I'm working on a project with Apache Spark in Scala and I'm facing an issue while trying to iterate over the rows of a DataFrame and extract values from columns of a CSV file.
Here's the code I'm using:
import org.apache.spark.sql.SparkSession
object ExampleDataFrameIteration {
def main(args: Array[String]): Unit = {
val spark = SparkSession.builder().appName("ExampleDataFrameIteration").getOrCreate()
// Load the CSV file
val df = spark.read.csv("path/to/file.csv")
// Iterate over the rows
df.foreach { row =>
// Extract values from columns
val number = row.getAs[String]("number")
val account = row.getAs[String]("account")
// Show the values
println(s"number: $number, Account: $account")
}
spark.stop()
}
}
However, when running the code, I'm not getting the expected output in the console. It seems like the println is not displaying anything, even though the CSV file has valid content.
I have already checked the path of the CSV file and I'm sure it's correct. Additionally, I confirmed that the CSV file has a header row with the column names 'number' and 'account'.
Could someone help me identify what might be causing this issue and how I can fix it?
Thanks in advance for any help or suggestions!

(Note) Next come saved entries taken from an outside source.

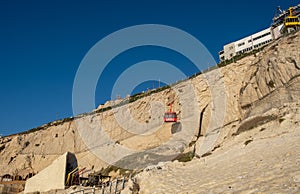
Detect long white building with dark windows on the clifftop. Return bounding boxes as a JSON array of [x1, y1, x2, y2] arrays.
[[219, 28, 273, 61]]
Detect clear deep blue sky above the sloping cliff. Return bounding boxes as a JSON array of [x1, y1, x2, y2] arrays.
[[0, 0, 299, 135]]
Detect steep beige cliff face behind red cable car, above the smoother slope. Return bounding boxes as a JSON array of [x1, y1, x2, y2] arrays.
[[0, 32, 300, 180]]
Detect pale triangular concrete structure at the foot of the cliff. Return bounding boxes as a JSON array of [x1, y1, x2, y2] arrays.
[[24, 152, 77, 193]]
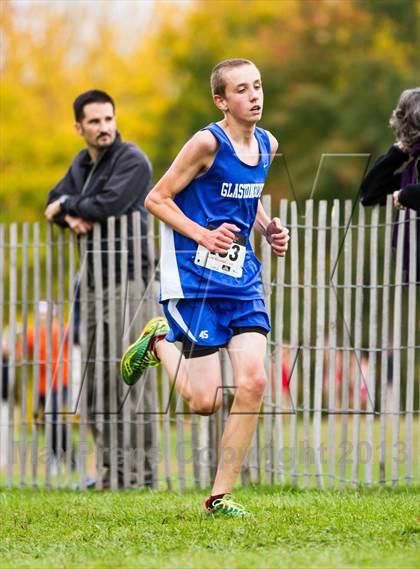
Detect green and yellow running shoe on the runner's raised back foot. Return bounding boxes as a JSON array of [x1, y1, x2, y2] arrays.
[[120, 316, 169, 385]]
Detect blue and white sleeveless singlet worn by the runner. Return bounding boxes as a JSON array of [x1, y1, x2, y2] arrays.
[[161, 123, 270, 301]]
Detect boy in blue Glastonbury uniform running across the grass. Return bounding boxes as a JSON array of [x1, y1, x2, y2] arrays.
[[121, 59, 289, 517]]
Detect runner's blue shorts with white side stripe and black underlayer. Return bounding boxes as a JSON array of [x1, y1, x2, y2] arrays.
[[163, 298, 271, 357]]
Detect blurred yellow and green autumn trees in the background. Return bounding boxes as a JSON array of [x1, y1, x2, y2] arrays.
[[0, 0, 419, 221]]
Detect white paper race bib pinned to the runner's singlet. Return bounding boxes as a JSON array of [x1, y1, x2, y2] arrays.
[[194, 230, 246, 278]]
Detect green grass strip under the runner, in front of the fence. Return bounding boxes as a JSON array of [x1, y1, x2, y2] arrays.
[[0, 487, 420, 569]]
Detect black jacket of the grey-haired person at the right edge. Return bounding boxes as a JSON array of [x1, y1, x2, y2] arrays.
[[360, 145, 420, 281]]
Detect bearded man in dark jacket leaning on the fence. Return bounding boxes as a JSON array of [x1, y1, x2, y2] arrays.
[[45, 90, 156, 488]]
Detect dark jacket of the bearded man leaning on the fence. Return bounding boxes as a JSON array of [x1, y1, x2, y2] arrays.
[[48, 135, 152, 287]]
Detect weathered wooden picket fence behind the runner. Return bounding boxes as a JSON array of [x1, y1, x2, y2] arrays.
[[0, 196, 420, 490]]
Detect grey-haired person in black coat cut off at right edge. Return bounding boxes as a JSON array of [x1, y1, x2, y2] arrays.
[[360, 87, 420, 285]]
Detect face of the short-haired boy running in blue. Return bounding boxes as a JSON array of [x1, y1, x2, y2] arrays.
[[223, 65, 264, 123]]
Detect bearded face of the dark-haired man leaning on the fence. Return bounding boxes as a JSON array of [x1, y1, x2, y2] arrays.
[[76, 103, 117, 150]]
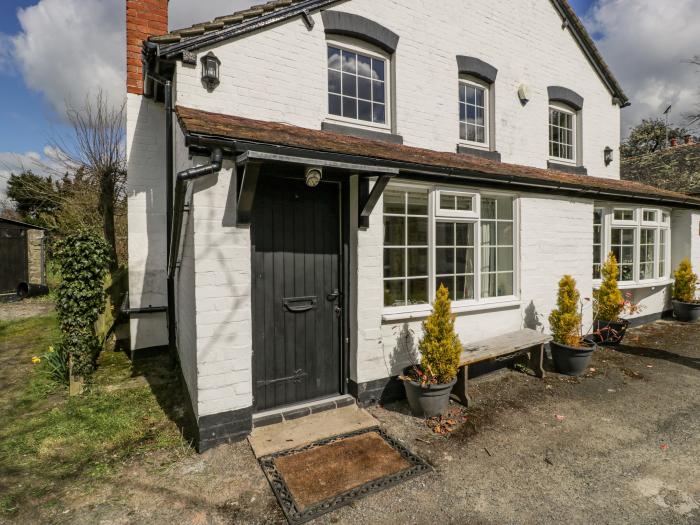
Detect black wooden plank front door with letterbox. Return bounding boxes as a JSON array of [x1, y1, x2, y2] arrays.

The job triggered by Spark is initiated from the driver and the actions run on the executor and the returns the result back to the driver due to the distributed nature of running the application.
This means if you want to fetch the result in the form of a println
then, you must use an action such as collect
to bring the result back to the driver node.
If you supplement the foreach
action with collect
as shown below, you should be able to see the data as expected:
df.collect.foreach { row =>
// Extract values from columns
val number = row.getAs[String]("number")
val account = row.getAs[String]("account")
// Show the values
println(s"number: $number, Account: $account")
}